All’interno, Ava ha ritagliato gli spazi che contano di più quando una casa è anche il vostro rifugio. La camera da letto si trova all’estremità più tranquilla del container, separata quanto basta dallo spazio abitativo principale per sentirsi privata senza far sembrare la casa un’abitazione spezzettata. L’architetto ha costruito il letto su una piattaforma rialzata con cassetti nascosti sotto, trasformando quello che poteva essere uno spazio morto in un vero e proprio magazzino. La biancheria da letto bianca, un tessuto e una sottile applique conferiscono alla stanza una calma da hotel, mentre una finestra posizionata con cura incornicia la vista sugli alberi esterni. Al mattino, quella finestra è la prima cosa che vede.
Il bagno è forse la stanza più sorprendente di tutte. Si tende a pensare che i bagni minuscoli siano un’idea secondaria, ma Ava ha trattato il suo come una sfida progettuale che valeva la pena di affrontare nel modo giusto. Ha scelto una doccia walk-in con un divisorio in vetro, che mantiene la stanza visivamente aperta, e ha rivestito una parete con morbide piastrelle effetto pietra che fanno sembrare lo spazio più lussuoso di quanto suggerisca il suo ingombro. Il vanity galleggiante, lo specchio rotondo e gli accessori in ottone caldo aggiungono quel tanto di carattere che basta per non appesantire l’ambiente. Nella parete della doccia è stata ricavata anche una stretta nicchia per i saponi e gli asciugamani piegati.

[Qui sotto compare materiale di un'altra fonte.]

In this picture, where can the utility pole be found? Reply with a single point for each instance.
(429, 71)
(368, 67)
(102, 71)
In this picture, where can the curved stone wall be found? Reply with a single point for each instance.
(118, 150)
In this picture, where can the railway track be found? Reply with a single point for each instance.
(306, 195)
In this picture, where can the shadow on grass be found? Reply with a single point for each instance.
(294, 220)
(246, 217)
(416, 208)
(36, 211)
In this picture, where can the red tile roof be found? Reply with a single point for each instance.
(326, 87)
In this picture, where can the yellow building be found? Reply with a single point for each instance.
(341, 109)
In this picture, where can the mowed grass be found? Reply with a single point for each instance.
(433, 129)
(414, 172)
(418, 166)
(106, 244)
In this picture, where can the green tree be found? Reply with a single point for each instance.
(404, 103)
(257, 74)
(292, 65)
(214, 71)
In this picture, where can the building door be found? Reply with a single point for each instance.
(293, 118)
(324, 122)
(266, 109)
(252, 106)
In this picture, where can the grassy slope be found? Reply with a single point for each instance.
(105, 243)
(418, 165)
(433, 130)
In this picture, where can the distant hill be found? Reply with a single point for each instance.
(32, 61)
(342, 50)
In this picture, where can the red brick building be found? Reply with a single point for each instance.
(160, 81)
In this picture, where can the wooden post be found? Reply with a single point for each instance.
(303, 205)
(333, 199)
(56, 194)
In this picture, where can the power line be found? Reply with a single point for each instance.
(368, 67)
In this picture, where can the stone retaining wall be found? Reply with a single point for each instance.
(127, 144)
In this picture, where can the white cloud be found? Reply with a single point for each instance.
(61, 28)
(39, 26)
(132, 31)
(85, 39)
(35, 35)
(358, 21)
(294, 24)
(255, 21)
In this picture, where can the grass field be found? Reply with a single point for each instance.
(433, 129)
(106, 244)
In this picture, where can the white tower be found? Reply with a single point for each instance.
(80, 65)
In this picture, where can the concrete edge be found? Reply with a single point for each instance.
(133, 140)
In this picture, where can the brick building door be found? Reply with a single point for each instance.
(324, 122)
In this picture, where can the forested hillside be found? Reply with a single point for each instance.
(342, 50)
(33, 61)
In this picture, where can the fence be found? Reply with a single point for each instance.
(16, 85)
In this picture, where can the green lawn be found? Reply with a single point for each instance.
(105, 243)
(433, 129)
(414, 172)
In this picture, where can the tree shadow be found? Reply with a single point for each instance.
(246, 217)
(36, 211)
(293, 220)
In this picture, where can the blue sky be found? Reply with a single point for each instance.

Ava dice che il vero trucco non è stato cercare di inserire una casa normale in un container. È stato accettare la forma della struttura e progettare intorno ad essa. È per questo che la camera da letto sembra riposante e non schiacciata e che il bagno sembra rifinito invece che improvvisato. Ogni angolo sembra dire che, nelle mani giuste, anche uno spazio piccolo ma ben progettato può sembrare intenzionale, tranquillo e inaspettatamente bello.